I am reaching out to Cargill to hear more about this innovative chicken factory/worker-housing mashup in China. Kind of gives new meaning to the industry habit of calling its large livestock-raising facilities "confinements."

http://www.motherjones.com/tom-philpott/2014/04/cargills-chicken-factories-china-workers-live-farm-and-cant-leave

Winehole23
02-01-2022, 11:00 AM
jneecRKa0MA


“Because I believe the cause of all [this] is that I exposed Hengyang Foxconn’s illegal activities, I believe I am not guilty,” he said.


In a letter to Bezos – who is worth an estimated £137bn – Tang urged him to ensure that workers’ rights were protected. “Although the price was too high for me, I think the price I paid will all be worth it if only this situation can be brought to your attention and benefit the employees of all Amazon suppliers,” he wrote. “Finally, as your faithful admirer, as a former employee of your company’s client, as a victim, as a son, husband, father, I would like to ask the following of you. Please ask Hengyang Foxconn to face up to its own problems, apologise to me, and come forward and communicate with the local court to assist me in the appeal of my case, so that the court can finally revoke my guilty verdict.”

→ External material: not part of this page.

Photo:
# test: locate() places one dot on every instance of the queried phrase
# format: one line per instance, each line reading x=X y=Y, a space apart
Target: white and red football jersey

China Labor Watch director Li Qiang also wrote to Bezos urging him to intervene on behalf of Tang. “CLW believes that Amazon has the responsibility to call for China to free this innocent volunteer, who provided the evidence of labour violations in an Amazon supplier factory, and thank him for helping improving workers’ conditions. All he did was report violations of workers’ rights in an Amazon supplier factory. He did not commit any illegal acts.


“It is unacceptable and unfair that Tang Mingfang is serving jail time for trying to help Amazon improve the labour conditions in its supplier factory.”


He said Bezos had not responded to his letter and Amazon had not offered any support for Tang.